I'm hesitant to buy yet another light too, but I'm not happy with my Mighty Bright or my Great Northern. I was looking at the Kandle but it doesn't seem right for me either. Went to look at the Octovo Solis on Amazon but they are currently unavailable. I have an Oberon cover and I want something that is preferably rechargeable, bright light low glare, and works well with the Oberon cover. Any recommendations will be greatly appreciated!


----------



## MamaProfCrash (Dec 16, 2008)

I love the headlamp. I posted a link to a web page with many head lamp options.


----------



## ayuryogini (Jan 3, 2010)

AlexJouJou said:


> Is there anyway a M-Edge E-luminator 2 light could fit in a Oberon case? I like the cases but I am fairly addicted to the ease of using the M-Edge (I have the Platform and the Halsea) and how the light fits in so nicely.
> 
> Anyone know? I really don't want to buy another light!

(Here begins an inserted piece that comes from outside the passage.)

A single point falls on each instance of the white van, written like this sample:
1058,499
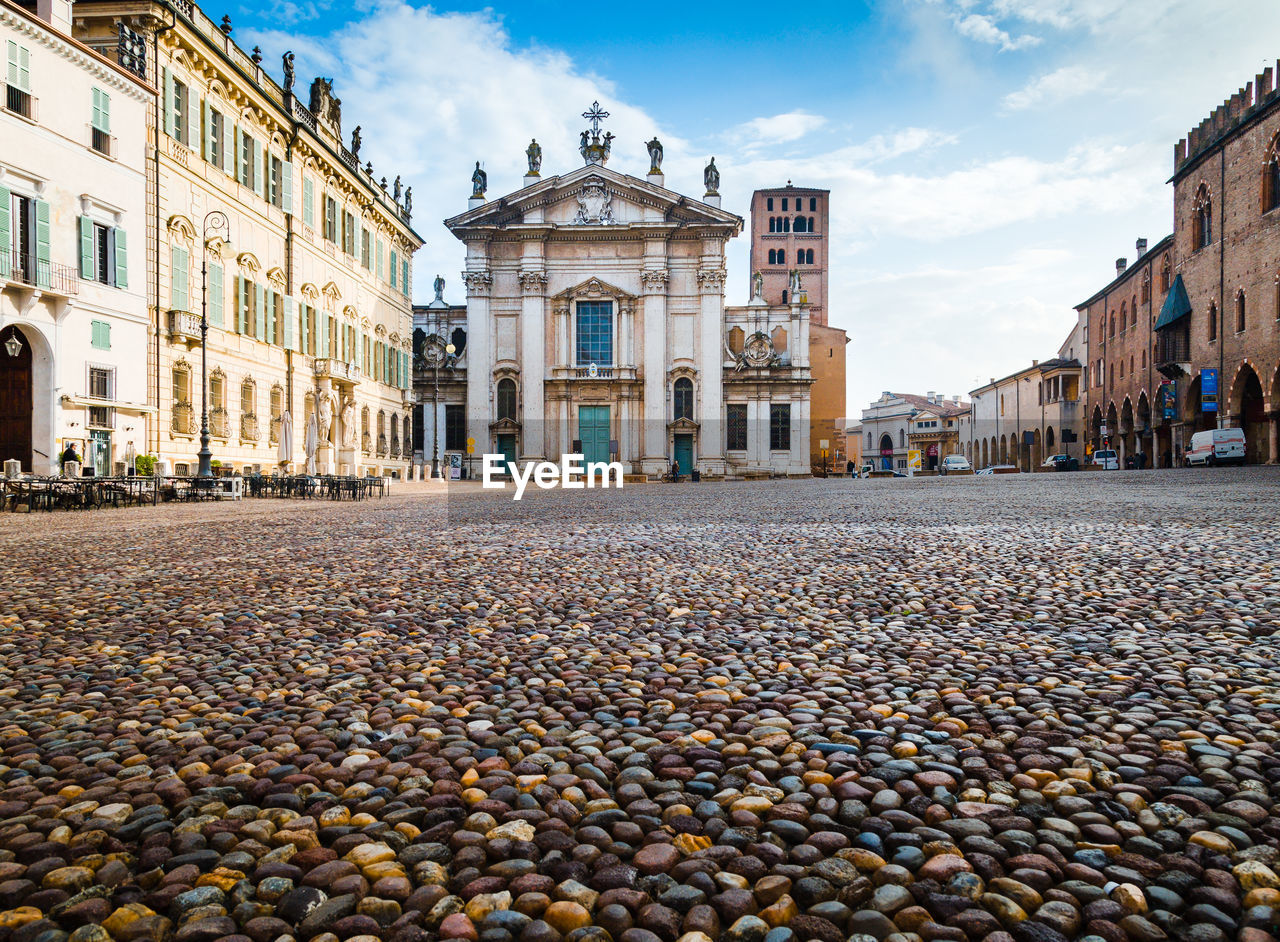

A couple months ago, I read a post where someone had just tucked the plastic part of the e-luminator light into the space behind the Kindle (not between the Kindle and the cover, but in that "pocket" behind the Kindle) and they thought it worked well; however, there isn't room in the cover to store it there. 
That's one thing I like about the Octovo Solis, I often just keep it attached to the top of my Kindle, and if I want to remove it, it's super easy to store in my handbag, or anywhere else convenient.


----------



## DD (Nov 9, 2008)

lovesangelrn said:


> I just recieved the Octovo Solis, and am so far very impressed. The soft light reaches all the way to the bottom of the page and is at just the right angle as not to cause glare. The light fits well when my skinned kindle is in both my Javoedge flip case and my Oberon. Also, it uses 1 AA battery as opposed to the watch batteries used by the Kandle (which ended up being one of the major reasons I chose the solis over the kandle). The cost is a bit pricey at $30, but imo was very worth it.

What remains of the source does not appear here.